Given the software has been demonstrated to collect certain keystrokes, intercept SMS messages, and even record information in browsers that should be encrypted, it is easy to see how Internet privacy issues are raised. As Mathew Schwartz wrote Thursday, these actions might run afoul of wire tap laws as well.
Senator Franken has asked Carrier IQ to respond to a series of questions, and then ever so politely ended the letter with "I appreciate your prompt attention to this matter." Translated into English that means "you need to drop whatever you are doing and respond to this letter or face a Senatorial subpoena."
[Carrier IQ is an insane breach of enterprise trust, says IT leader Jonathan Feldman. See what he says must change, in Carrier IQ: Mobile App Crap Must Stop. ]
To make sure Carrier IQ understands this is not the usual government inquiry, Franken writes that the logging and transmitting of data "may violate federal privacy laws, including the Electronic Communications Privacy Act and the Computer Fraud and Abuse Act.

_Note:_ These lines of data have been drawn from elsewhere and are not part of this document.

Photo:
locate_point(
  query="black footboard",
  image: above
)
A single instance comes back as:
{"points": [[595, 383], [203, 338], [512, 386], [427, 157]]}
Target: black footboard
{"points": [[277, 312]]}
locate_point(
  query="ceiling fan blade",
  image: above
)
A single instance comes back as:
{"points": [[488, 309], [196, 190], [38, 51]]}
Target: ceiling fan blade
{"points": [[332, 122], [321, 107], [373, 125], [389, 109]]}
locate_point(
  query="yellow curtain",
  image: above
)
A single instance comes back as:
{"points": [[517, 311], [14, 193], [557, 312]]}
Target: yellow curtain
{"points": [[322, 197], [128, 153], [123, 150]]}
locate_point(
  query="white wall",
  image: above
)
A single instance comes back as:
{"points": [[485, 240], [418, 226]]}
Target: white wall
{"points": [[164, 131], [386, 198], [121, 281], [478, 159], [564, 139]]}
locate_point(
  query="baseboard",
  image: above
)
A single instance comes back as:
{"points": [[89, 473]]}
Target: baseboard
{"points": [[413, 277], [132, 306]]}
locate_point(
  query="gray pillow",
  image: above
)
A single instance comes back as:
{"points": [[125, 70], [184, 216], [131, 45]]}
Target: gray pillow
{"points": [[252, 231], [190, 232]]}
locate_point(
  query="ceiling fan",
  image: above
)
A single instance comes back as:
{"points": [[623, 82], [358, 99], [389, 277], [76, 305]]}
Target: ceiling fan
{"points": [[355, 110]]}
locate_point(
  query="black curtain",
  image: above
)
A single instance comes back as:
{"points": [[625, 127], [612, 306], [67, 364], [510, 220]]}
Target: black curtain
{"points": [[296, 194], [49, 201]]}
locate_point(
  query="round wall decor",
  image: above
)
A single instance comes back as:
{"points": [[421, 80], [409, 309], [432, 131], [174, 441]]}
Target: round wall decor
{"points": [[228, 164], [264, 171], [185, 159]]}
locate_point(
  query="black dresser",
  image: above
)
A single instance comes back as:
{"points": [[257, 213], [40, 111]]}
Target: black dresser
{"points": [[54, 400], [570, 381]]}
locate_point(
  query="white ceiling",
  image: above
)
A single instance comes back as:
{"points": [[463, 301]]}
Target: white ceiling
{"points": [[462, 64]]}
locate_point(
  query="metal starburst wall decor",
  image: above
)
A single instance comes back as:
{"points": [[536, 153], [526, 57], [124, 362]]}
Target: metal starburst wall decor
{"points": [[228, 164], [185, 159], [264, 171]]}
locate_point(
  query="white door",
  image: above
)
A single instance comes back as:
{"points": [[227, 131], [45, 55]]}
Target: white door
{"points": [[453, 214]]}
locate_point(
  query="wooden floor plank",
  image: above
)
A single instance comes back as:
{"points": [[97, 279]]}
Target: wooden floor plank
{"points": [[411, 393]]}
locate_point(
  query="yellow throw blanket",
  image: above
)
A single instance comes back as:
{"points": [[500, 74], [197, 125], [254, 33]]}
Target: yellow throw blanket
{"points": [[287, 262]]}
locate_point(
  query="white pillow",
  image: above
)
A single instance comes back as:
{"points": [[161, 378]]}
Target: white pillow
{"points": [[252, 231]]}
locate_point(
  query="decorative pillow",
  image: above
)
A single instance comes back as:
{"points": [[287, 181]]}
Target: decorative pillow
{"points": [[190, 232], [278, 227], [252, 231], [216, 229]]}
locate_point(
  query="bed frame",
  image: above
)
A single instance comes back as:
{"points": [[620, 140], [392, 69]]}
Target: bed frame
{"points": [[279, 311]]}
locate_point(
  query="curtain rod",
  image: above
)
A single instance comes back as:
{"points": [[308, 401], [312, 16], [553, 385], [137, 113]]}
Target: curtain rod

This is potentially a serous matter."
The letter goes on to pose a number of questions, like are user's locations logged, is the content of inbound and outbound emails and SMS messages logged, are search queries logged, etc.?
Senator Franken wants to know what is transmitted off of the phone to carriers, Carrier IQ's servers, phone manufacturers, operating system providers, or third parties.
The deadline for answering this letter is December 14. Depending on what the answers are, Carrier IQ may satisfy the senate committee, but I don't think there are any answers that will satisfy users. At this point, what carrier or manufacturer would still want this software on their phones?